Options to efficiently synchronize 1 million files with remote servers?
Solution 1:
Since instant updates are also acceptable, you could use lsyncd.
It watches directories (inotify) and will rsync
changes to slaves.
At startup it will do a full rsync
, so that will take some time, but after that only changes are transmitted.
Recursive watching of directories is possible, if a slave server is down the sync will be retried until it comes back.
If this is all in a single directory (or a static list of directories) you could also use incron.

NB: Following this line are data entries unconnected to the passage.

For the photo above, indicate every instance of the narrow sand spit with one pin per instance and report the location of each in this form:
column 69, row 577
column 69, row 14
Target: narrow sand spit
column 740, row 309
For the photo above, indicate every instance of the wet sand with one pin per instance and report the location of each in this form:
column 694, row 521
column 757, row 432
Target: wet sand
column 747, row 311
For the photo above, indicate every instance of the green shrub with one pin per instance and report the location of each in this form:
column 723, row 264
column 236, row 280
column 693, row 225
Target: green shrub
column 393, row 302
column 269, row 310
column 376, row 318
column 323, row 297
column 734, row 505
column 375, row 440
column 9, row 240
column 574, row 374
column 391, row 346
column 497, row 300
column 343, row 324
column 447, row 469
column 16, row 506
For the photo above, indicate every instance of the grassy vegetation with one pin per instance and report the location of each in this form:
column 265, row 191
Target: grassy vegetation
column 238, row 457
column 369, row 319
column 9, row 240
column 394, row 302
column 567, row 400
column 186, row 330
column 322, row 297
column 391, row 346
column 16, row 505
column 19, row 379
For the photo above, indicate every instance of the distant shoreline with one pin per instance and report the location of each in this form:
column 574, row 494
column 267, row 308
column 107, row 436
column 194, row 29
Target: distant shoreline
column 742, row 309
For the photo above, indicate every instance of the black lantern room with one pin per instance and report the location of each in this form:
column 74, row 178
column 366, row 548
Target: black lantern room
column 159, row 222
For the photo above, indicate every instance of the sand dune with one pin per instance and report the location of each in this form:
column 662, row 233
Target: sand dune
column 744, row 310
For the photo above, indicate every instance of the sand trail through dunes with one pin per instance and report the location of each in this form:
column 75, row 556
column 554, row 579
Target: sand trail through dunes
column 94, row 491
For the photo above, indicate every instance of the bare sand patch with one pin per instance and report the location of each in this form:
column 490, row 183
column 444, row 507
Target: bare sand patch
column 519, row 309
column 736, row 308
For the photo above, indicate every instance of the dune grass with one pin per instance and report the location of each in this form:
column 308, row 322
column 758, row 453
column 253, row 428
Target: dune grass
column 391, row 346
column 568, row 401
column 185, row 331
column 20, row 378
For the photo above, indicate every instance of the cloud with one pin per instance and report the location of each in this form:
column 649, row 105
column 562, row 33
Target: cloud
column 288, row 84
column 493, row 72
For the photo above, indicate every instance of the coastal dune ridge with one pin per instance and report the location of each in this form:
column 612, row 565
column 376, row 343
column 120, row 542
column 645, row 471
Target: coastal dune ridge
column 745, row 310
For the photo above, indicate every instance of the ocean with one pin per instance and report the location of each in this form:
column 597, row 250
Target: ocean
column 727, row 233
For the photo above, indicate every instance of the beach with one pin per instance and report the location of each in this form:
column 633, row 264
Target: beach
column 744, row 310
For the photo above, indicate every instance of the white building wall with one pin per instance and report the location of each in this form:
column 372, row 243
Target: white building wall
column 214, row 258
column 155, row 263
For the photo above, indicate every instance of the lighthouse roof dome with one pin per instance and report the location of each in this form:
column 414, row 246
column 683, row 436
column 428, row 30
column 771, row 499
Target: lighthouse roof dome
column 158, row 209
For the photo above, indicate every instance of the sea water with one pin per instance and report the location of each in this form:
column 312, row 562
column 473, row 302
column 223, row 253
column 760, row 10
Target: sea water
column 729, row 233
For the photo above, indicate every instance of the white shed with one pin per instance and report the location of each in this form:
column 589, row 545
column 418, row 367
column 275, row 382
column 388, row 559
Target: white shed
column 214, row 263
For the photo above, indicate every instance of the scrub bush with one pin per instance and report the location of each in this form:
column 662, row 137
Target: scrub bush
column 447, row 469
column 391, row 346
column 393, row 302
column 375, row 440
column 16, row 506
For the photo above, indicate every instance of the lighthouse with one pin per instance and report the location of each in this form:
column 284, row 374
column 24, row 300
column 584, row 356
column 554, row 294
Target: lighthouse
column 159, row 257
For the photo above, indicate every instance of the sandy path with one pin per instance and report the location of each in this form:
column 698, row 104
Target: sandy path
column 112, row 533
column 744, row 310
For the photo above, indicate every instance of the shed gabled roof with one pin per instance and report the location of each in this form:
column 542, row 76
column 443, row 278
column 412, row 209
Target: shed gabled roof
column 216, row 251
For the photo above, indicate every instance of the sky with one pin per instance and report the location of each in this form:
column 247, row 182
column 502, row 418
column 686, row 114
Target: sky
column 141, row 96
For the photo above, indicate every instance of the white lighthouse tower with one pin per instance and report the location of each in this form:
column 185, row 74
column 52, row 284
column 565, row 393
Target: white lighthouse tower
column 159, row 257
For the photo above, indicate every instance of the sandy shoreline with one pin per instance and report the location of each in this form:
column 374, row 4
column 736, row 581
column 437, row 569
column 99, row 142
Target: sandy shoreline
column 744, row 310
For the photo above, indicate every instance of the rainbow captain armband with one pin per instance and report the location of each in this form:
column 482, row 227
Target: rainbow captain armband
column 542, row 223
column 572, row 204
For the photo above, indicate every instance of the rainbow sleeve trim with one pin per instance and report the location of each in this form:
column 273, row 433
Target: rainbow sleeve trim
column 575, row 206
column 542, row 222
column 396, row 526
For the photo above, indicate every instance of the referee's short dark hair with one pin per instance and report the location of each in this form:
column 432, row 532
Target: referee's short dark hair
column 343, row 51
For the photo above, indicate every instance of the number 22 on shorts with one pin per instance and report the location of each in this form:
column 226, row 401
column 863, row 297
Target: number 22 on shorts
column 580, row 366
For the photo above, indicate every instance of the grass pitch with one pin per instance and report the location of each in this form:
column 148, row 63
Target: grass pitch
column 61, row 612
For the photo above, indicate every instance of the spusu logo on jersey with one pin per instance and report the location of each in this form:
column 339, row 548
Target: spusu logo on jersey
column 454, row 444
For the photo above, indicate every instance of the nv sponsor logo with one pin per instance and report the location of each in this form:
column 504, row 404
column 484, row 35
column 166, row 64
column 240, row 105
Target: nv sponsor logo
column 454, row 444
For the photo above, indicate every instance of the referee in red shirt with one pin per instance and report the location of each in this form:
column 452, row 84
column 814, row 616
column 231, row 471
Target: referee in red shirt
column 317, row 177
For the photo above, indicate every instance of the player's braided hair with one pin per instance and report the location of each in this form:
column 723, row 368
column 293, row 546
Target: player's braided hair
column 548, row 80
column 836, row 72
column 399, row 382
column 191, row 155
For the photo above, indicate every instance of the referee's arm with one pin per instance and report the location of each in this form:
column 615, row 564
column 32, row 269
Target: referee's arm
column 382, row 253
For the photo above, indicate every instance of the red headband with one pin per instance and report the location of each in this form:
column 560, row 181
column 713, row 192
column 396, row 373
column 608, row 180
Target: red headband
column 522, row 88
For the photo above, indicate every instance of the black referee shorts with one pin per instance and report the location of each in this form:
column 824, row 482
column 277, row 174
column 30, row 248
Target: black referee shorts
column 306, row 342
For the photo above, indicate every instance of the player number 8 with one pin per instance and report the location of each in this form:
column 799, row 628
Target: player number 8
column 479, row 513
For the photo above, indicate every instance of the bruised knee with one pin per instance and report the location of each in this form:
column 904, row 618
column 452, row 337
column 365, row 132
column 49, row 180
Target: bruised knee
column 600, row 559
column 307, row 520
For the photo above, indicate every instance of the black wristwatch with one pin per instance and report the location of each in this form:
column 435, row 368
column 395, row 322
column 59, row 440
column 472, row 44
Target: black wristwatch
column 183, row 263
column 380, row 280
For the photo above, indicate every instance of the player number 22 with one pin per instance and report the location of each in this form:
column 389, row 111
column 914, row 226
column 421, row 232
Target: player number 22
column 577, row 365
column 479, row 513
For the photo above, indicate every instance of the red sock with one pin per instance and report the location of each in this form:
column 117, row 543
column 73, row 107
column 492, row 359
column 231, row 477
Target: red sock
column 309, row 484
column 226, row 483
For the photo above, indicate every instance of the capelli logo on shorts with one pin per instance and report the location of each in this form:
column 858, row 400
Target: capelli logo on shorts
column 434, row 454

The drawback there is that it does not allow recursive watching of folders and you need to implement the sync functionality yourself.
Solution 2:
Consider using a distributed filesystem, such as GlusterFS. Being designed with replication and parallelism in mind, GlusterFS may scale up to 10 servers much more smoothly than ad-hoc solutions involving inotify and rsync
.
For this particular use-case, one could build a 10-server GlusterFS volume of 10 replicas (i.e. 1 replica/brick per server), so that each replica would be an exact mirror of every other replica in the volume. GlusterFS would automatically propagate filesystem updates to all replicas.
Clients in each location would contact their local server, so read access to files would be fast. The key question is whether write latency could be kept acceptably low. The only way to answer that is to try it.
Solution 3:
I doubt rsync
would work for this in the normal way, because scanning a million files and comparing it to the remote system 10 times would take to long. I would try to implement a system with something like inotify
that keeps a list of modified files and pushes them to the remote servers (if these changes don't get logged in another way anyway). You can then use this list to quickly identify the files required to be transferred - maybe even with rsync (or better 10 parallel instances of it).
Edit: With a little bit of work, you could even use this inotify/log watch approach to copy the files over as soon as the modification happens.